As eleições e a política na vida real


Mais de 71 bilhões de reais. A eleição mais cara da história. É isso que revela o levantamento feito pela revista Congresso em Foco, a partir de informações do TSE e do IBGE.

O alto investimento feito por grandes empresas, construtoras e bancos em seus candidatos preferenciais – Aécio, Marina, Dilma e demais candidatos de seus partidos e coligações – é proporcional ao desencanto e a apatia generalizada por parte da população em relação às eleições deste domingo.
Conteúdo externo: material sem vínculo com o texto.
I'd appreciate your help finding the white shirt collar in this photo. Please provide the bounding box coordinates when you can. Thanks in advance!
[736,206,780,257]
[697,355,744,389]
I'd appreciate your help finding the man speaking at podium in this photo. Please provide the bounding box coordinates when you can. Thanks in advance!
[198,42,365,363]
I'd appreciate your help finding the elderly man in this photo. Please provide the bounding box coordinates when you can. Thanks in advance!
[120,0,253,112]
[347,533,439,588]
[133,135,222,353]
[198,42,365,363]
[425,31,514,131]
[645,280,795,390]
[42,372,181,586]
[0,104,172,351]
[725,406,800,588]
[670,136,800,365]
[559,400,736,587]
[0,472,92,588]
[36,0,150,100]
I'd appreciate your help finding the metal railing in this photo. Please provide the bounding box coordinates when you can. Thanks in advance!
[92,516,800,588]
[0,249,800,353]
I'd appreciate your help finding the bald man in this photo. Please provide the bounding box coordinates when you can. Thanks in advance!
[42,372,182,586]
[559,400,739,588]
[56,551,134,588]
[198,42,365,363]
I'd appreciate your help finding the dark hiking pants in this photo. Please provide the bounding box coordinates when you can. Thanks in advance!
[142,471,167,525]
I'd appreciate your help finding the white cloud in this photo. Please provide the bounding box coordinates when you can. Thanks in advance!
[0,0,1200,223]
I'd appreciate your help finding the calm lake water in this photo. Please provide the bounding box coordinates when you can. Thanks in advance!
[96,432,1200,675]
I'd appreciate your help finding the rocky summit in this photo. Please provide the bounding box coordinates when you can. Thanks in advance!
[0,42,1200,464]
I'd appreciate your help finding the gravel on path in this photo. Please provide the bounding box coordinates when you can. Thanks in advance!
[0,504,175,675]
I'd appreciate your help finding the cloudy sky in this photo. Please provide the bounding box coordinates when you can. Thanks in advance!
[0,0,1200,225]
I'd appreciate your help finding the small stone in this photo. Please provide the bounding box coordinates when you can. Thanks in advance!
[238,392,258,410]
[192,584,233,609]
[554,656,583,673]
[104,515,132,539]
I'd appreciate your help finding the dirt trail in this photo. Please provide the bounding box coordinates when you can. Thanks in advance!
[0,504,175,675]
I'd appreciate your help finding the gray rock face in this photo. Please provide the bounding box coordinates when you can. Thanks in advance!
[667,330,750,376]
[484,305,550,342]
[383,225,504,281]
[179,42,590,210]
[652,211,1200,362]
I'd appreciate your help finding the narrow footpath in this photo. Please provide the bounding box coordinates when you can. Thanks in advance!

Não será surpresa se esse processo eleitoral entrar para história não só por ter sido a mais cara, mas também por ter sido a com maior número de abstenções ou votos brancos e nulos. Nas ruas, o que mais se ouve é: “não sei”, “não pensei”, “não tenho candidato” ou “nem vou sair de casa”.

A política, ocupada e sitiada por grupos econômicos, parece cada vez mais distante da vida real. E esse é o problema: Só parece. Na verdade, o sofrimento da população mais necessitada dos serviços públicos é resultado direto dessa forma de organizar e de se fazer política.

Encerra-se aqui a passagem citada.